05. The other thing that strikes me about the performances of the ballads on Sixteen Sunsets is how powerfully emotional your playing is, especially in your solos. Were you consciously setting out to dig deeper into these songs to get to their emotional core or is that simply something that naturally comes out when you're playing such melodically rich material?
You know as you get older, you just get more comfortable with yourself and eliminating all the things that get in the way of singing in your natural voice. I've learned a lot from listening to vocalists. I'm very happy that the emotional reach of the music is audible. It's one thing to play that way in concert and another thing to let yourself go in the studio. I think great melodies do most of the work for you.
06. One of the things that comes through clearly as I listen to Sixteen Sunsets is the unqualified joy it seems to me I hear when you playing something as magnificent as “I Loves You Porgy” and “The Way You Look Tonight.” Am I correct in assuming that as a musician one of your greatest satisfactions is simply the experience of having such exquisite material speak through you?
It's like an exquisite synchrony. There's something in feeling and thinking about the lyrics of a song and what they're saying and then transforming that through your own voice. It's such a simple concept for an instrumentalist to play a song thinking about what that song means but you'd be surprised how quickly the transformation to an instrument can confuse that.
07. In 1996, Herbie Hancock released The New Standard, his attempt to argue on behalf of songs like The Beatles' “Norwegian Wood” and Nirvana's “All Apologies” as contemporary standards. Those covered on Sixteen Sunsets, on the other hand, are classics of decades-long standing like “Darn That Dream” and “Good Morning Heartache.” Can you think of any contemporary standards that hold up next to the ones you covered or is there some truth to the cliche “They don't write'em like that anymore”?
There are great songs in all eras of music. In addition to the American songbook, I grew up listening to Laura Nyro, Joni Mitchell, etc... Who knows, maybe someday I'll revisit that music. My students interpret the music of their time in 2013 in a way that is completely natural to them because it's of their generation.

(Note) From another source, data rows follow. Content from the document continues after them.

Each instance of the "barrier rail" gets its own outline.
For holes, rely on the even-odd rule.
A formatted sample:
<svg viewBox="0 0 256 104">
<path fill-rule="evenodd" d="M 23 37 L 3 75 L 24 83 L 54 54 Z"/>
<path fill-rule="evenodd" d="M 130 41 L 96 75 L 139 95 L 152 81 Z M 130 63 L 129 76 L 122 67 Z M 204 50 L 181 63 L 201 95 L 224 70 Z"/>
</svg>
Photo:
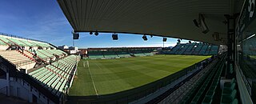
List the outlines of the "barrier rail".
<svg viewBox="0 0 256 104">
<path fill-rule="evenodd" d="M 6 34 L 6 33 L 2 33 L 2 32 L 0 32 L 0 34 L 1 34 L 1 35 L 4 35 L 4 36 L 8 36 L 8 37 L 18 38 L 26 39 L 26 40 L 37 41 L 37 42 L 42 42 L 48 43 L 48 42 L 44 42 L 44 41 L 40 41 L 40 40 L 36 40 L 36 39 L 32 39 L 32 38 L 23 38 L 23 37 L 20 37 L 20 36 L 17 36 L 17 35 L 14 35 L 14 34 Z"/>
</svg>

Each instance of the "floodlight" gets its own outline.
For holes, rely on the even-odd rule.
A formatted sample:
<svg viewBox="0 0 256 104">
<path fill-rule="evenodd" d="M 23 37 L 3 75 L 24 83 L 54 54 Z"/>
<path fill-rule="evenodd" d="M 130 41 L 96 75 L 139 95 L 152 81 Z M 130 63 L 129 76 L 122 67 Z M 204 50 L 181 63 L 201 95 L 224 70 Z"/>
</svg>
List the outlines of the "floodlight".
<svg viewBox="0 0 256 104">
<path fill-rule="evenodd" d="M 146 34 L 144 34 L 144 35 L 142 36 L 142 38 L 143 38 L 144 41 L 147 41 L 147 38 L 146 38 Z"/>
<path fill-rule="evenodd" d="M 96 32 L 94 33 L 94 34 L 95 34 L 96 36 L 98 36 L 98 33 L 96 31 Z"/>
<path fill-rule="evenodd" d="M 167 41 L 167 38 L 162 38 L 162 42 L 166 42 Z"/>
<path fill-rule="evenodd" d="M 112 34 L 112 38 L 113 40 L 118 40 L 118 34 Z"/>
<path fill-rule="evenodd" d="M 90 32 L 89 33 L 89 34 L 93 34 L 93 32 L 90 31 Z"/>
</svg>

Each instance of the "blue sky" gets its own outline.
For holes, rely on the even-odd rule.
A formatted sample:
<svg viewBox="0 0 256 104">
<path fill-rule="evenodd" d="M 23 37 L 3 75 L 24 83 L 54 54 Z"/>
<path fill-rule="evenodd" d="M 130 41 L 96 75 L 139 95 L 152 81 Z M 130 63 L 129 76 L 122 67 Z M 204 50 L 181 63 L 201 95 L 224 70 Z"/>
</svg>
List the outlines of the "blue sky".
<svg viewBox="0 0 256 104">
<path fill-rule="evenodd" d="M 58 6 L 56 0 L 1 0 L 0 32 L 42 40 L 55 46 L 72 46 L 72 27 Z M 162 38 L 118 34 L 118 40 L 113 41 L 112 34 L 100 33 L 98 36 L 81 33 L 75 46 L 162 46 Z M 187 42 L 183 40 L 182 42 Z M 177 38 L 168 38 L 166 46 L 176 45 Z"/>
</svg>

08. In a Dec. 7th, 2013 review of new biographies on Charlie Parker and Duke Ellington in the Canadian newspaper The Globe and Mail, Martin Levin states that jazz is “widely thought a dying art form” (even though at the close of the paragraph he writes, “one hopes, that rumours of the death of jazz are highly exaggerated”). What's your own take on jazz's current state of health?
Looking at the wallpaper in his bedroom near the end of his life Oscar Wilde was quoted as saying “One of us has got to go.” Maybe it's the critics and their dire predictions that need to take a rest. The music always has and always will continue to evolve and develop in its own way regardless of its observers.
09. No doubt you've attended a great many concerts in your life. Are there any that stick out as particularly memorable, even life-changing?
Listening to Sonny Rollins play a capella solos live is a life-changing experience. Hearing Aretha Franklin singing “Respect” at the Kennedy Center a few years ago was surreal and an experience I'll never forget.
10. As Sixteen Sunsets was recorded in early summer 2013, I'm guessing that you're currently pondering what your follow-up to it will be. Any thoughts as to what your next recording will be like and how it might differ from the latest one?
Not really. I tend to let more time go by between projects so that ideas can evolve in their own time and not according to when I would like them to happen. You never know where a good idea can come from or when it might appear so sometimes you just have to be patient with your own creative process.